Becker diz que, como o atendimento foi imediato, a população afetada não precisou deixar suas casas. ''A tempestade foi às 19 horas. Por volta das 21 horas, a prefeitura já estava entregando lonas. Depois, entre a meia-noite e as duas horas da madrugada, recebemos apoio dos bombeiros de Ponta Grossa. Na manhã seguinte, o atendimento foi retomado'', relata.
''Nunca havia acontecido algo parecido em Reserva, mas felizmente já tínhamos uma estrutura de Defesa Civil e havia um pessoal da área articulado'', diz o secretário. Ele afirma que o reconhecimento do decreto municipal de situação de emergência resultou no recebimento de 12 mil folhas de telha e na liberação de recursos do FGTS para a população atingida.
Sistema de informações
O capitão Romero Nunes da Silva Filho, chefe do setor operacional da Coordenadoria Estadual de Defesa Civil do Paraná, explica que o sistema on-line para coletar informações de ocorrências foi bastante aprimorado desde 1999, mas ganhou impulso a partir de 2004. ''Há um grande trabalho para operacionalizar coordenadorias locais. Hoje as estatísticas são mais fieis à realidade porque temos conseguido atingir todos os municípios'', observa.

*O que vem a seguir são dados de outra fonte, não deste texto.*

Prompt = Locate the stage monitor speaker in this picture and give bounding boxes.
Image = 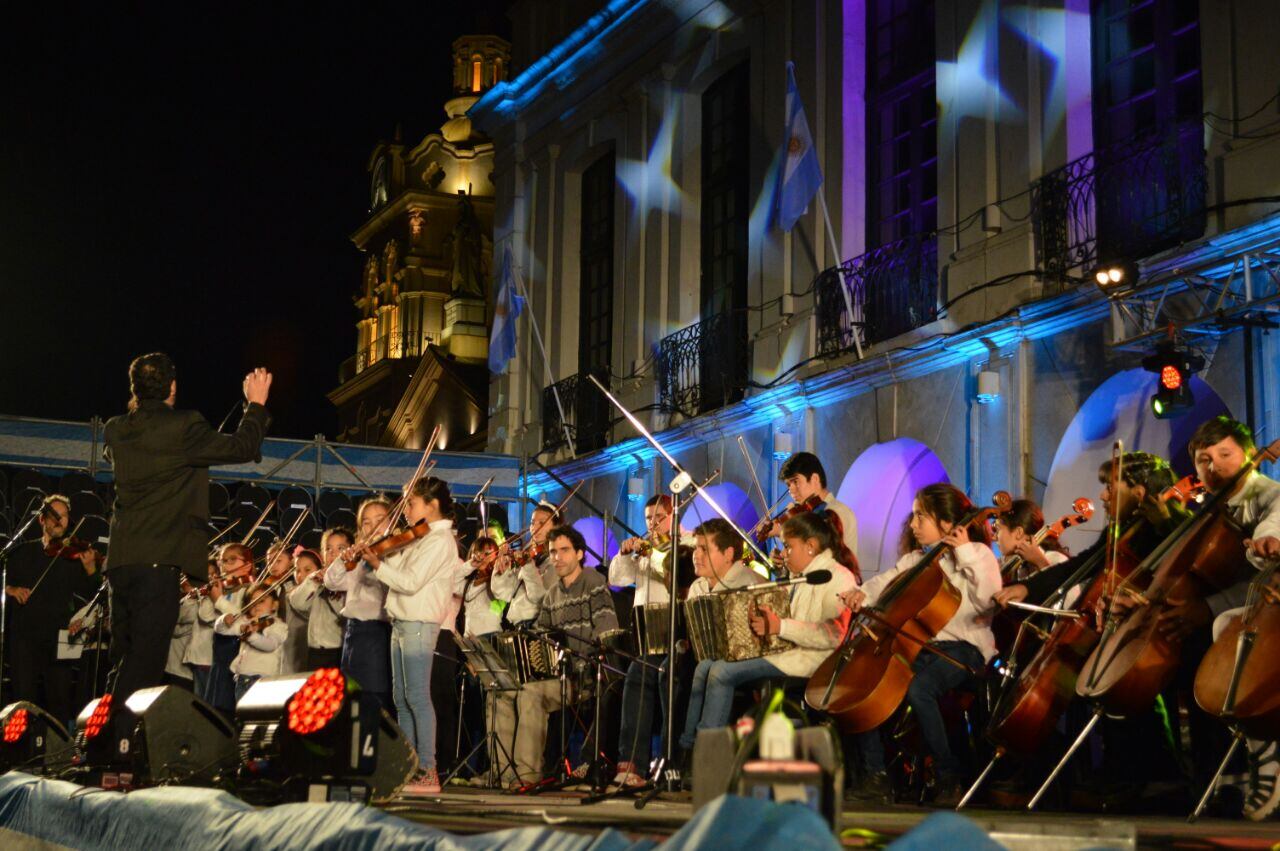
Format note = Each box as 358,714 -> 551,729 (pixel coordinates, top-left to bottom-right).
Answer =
76,686 -> 236,786
0,700 -> 76,774
236,668 -> 417,801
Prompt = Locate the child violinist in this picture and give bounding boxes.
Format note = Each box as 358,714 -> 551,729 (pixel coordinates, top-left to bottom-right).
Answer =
362,476 -> 461,795
214,591 -> 289,703
841,484 -> 1001,806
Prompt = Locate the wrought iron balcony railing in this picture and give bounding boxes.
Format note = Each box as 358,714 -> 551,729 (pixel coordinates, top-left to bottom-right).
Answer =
814,234 -> 938,357
338,331 -> 440,384
1032,119 -> 1207,284
543,370 -> 611,454
655,310 -> 751,417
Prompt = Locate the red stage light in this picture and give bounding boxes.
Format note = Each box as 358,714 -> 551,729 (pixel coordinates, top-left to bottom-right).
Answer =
4,709 -> 28,745
84,695 -> 111,740
289,668 -> 347,736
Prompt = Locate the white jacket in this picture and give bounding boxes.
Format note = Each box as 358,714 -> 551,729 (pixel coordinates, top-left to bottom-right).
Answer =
863,541 -> 1004,662
765,549 -> 858,677
374,520 -> 462,623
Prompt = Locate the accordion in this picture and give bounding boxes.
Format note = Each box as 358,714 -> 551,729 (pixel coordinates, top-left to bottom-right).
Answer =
685,587 -> 795,662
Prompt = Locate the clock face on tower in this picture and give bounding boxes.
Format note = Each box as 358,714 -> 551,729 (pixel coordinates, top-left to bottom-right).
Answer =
369,156 -> 389,210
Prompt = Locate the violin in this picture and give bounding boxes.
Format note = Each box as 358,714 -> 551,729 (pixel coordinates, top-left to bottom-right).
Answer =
45,537 -> 93,558
805,491 -> 1010,733
1076,440 -> 1280,715
1000,497 -> 1093,584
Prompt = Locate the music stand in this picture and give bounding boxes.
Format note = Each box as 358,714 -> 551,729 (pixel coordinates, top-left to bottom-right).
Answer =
444,635 -> 520,787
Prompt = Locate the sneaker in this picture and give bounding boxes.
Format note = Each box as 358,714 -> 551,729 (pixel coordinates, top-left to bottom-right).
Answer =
401,768 -> 440,795
845,772 -> 893,804
1244,742 -> 1280,822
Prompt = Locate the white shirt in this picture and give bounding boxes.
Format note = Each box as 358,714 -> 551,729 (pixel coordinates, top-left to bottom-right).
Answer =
863,541 -> 1004,662
489,558 -> 558,623
462,577 -> 502,639
374,520 -> 462,623
685,562 -> 768,600
164,598 -> 200,680
765,549 -> 858,677
214,616 -> 289,677
324,557 -> 387,621
289,575 -> 343,650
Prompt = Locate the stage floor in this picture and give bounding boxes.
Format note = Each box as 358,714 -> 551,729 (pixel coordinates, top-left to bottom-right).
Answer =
381,786 -> 1280,851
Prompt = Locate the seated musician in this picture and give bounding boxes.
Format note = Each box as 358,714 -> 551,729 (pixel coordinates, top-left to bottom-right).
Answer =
769,452 -> 858,570
844,484 -> 1000,806
996,452 -> 1183,614
996,499 -> 1069,581
609,511 -> 762,786
497,526 -> 618,783
1166,416 -> 1280,822
680,512 -> 858,767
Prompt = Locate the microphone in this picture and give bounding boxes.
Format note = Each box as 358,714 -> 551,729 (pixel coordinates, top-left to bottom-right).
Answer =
737,571 -> 831,591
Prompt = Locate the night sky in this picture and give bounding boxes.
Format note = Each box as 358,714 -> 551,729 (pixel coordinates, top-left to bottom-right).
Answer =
0,6 -> 511,439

''Com a melhora na captação das informações, o atendimento é agilizado e há menos burocracia. Um dia após uma ocorrência, já estão chegando lonas e telhas'', descreve Silva.
Nos últimos anos, a Defesa Civil está desenvolvendo um mapeamento de risco de desastres naturais no Paraná. ''O que estamos propondo é um mapeamento de recorrência de fenômenos. Áreas com mais ocorrências vão receber atenção especial. No caso de granizos, engenheiros estão analisando o que pode ser melhorado para prevenir estragos: coberturas de imóveis com material mais adequado, inclinação de telhas. É algo que ainda está em estudos'', diz o chefe operacional. (F.G.)